Retford: 27th April

Retford Bread Stone DBTuesday morning, from Carleton to Retford, 12 miles. All this stage the ground is very level and well farmed, still they are at no great distance from the Trent, but stand upon another river well situated. They generally have leases, but at the same time precarious, either depending upon the life of the proprietor or the tenant. Retford is a very neat, clean place, about the size of Hawick, but more open built. Not far from it there are two intermediate inns, where any person may wait and have what he pleases, when the horse feeds on 4d for corn, ad for beans, and 3d for hay. Stay as short as you please, you can have a 4d glass of wine and 1d biscuit, which is very refreshing. For this you have as much civility as in most places in Scotland were you to drink or spend 10s. Their hostlers clean your horse, wash out the fore feet, rub and “redd tail and mane;” for this he expects 2d or 3d; no person can begrudge him. After staying an hour you feel quite refreshed. This is the general practice, the hostlers curse and swear all the time they are rubbing a horse, and always the “blood” ; it is really shocking to hear them, they certainly look upon it as part of their business.

BOSSINGTON BRIDGE

From Retford to Bossington Bridge, 12 miles; 157 miles from London.

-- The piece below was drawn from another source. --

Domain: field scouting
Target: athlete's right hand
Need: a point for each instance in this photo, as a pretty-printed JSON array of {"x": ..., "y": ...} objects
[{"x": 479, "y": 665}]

For some distance the soil is pretty good, after that much of it has been taken off commons, and only partially improved, a kind of shrub willow heath and furze, running by the way, which leads to Bawtry, a pretty village. A little further on is the Red Lion tavern, near Robin Hood’s well. From thence to Doncaster, 5 miles. Here they carry on a great many small factories, chiefly in the woollen way. A great branch of a canal comes very nigh to the town, about 1½  miles on the side of the way. They have the finest race ground I ever saw, and well preserved all the year round. The streets are paved with a very hard, flinty kind of stone, uneasy for a horse to travel upon, or even pedestrians.